Shane heads up ladder with the first solar panel.
Vincent crests the ladder with a solar panel.
HCC resident Chris McGuire watches the installation.
HCC resident Jacqueline Beecher watches the installation.
Micro-inverters have been installed on HCC Common House roof.
Ryan (right) and Vincent (left on ground) working.
The first row of solar panels has been set by mid-day on Day 4.
Shane carries a solar panel on the Common House roof.
Vincent and Shane install a solar panel.
Shane tilts a solar panel so that Vincent can cut back the railing.
Vincent bolts panels together as Ryan holds them steady.
Another solar panel arrives.
Vincent and Shane install solar panels at around 2 p.m. on Day 4.
Sopris Solar workers survey their work on Day 4.
The first row of solar panels on the east roof of the Common House.

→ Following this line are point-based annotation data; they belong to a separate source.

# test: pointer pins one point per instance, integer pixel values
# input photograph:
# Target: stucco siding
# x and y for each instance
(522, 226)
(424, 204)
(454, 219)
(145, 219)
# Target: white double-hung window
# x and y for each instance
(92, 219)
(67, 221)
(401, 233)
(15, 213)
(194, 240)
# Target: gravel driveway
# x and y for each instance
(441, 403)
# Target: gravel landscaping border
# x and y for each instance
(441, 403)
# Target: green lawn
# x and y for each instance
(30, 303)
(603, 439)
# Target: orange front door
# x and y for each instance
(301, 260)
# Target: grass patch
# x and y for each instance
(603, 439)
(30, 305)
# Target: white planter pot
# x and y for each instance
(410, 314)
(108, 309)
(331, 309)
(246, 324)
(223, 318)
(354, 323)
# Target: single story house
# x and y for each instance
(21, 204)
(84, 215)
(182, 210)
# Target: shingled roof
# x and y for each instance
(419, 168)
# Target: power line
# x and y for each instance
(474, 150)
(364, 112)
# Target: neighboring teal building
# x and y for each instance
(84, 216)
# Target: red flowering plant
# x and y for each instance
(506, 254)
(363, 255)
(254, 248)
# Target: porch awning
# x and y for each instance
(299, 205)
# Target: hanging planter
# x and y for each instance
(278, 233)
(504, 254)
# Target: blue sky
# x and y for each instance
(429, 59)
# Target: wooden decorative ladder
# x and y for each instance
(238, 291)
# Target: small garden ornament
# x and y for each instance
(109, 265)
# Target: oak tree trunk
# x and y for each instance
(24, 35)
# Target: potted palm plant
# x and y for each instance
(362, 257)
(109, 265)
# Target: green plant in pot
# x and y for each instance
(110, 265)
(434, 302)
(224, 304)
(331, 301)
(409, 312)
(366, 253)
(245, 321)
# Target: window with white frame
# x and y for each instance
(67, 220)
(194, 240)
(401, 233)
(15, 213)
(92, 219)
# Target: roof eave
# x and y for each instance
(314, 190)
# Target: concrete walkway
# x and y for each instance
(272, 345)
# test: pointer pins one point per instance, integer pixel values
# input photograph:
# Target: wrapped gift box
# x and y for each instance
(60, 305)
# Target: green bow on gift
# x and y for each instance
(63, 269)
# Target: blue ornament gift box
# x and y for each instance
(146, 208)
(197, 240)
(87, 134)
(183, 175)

By end of Day 4, most of the micro-inverters have been installed on the garages.
Shane negotiates the rafters inside the garage units to install electrical wiring.
Shane brings up a solar panel up to the garage units on Day 5 of the installation.
Ryan secures a solar panel late on Day 5 on the garage roof.
Shane works on bolting panels together.
The sun glints off newly installed solar panels.
The first row of solar panels on the garages has been installed at the end of Day 5.
By the morning of Day 6, steel conduit casing is running out of the electrical box on the HCC Common House.
Vincent installs steel conduit casing on the Common House north roof.
Shane (left) and Vincent (right) work on installing steel conduit casing on Day 6.
Shane installs a solar switch box on the garages on Day 7.
One full block of panels has been completed here the garages on Day 7.
Two full blocks of solar panels are up on the garages on Day 7.
Solar panels are sleek and beautiful — especially when set against the backdrop of a dramatic sky.
Thirty 310 watt solar panels, or 9.3 kW worth, are up on the garages at the end of Day 7.
Shane and Vincent lay the final panel of a 13-panel array on the east roof of the HCC Common House on June 27, 2020.
Shane lays a panel on the 20-panel array on the south roof of the HCC Common House.
Vincent secures solar panels together on the south roof of the HCC Common House.
The 13-panel, 4 kW array on the east side of the HCC Common House is finished at noon on June 27, 2020.
Shane stands on the edge of the HCC Common House roof while cutting a railing.
Shane waits for the final solar panel to be carried up to the roof by Vincent.
Vincent heads up to the HCC Common House south roof with the last of 63 310 watt Mission Solar solar panels that are part of the 19.6 kW of solar the community added.
Shane lays the final solar panel of the installation at around 2:30 p.m. on June 27, 2020.
Vincent installs critter guard around the solar arrays on the garages.
The largest array, this one made up of 20 panels, is finished on June 27, 2020. It’s 6.2 kW worth of solar.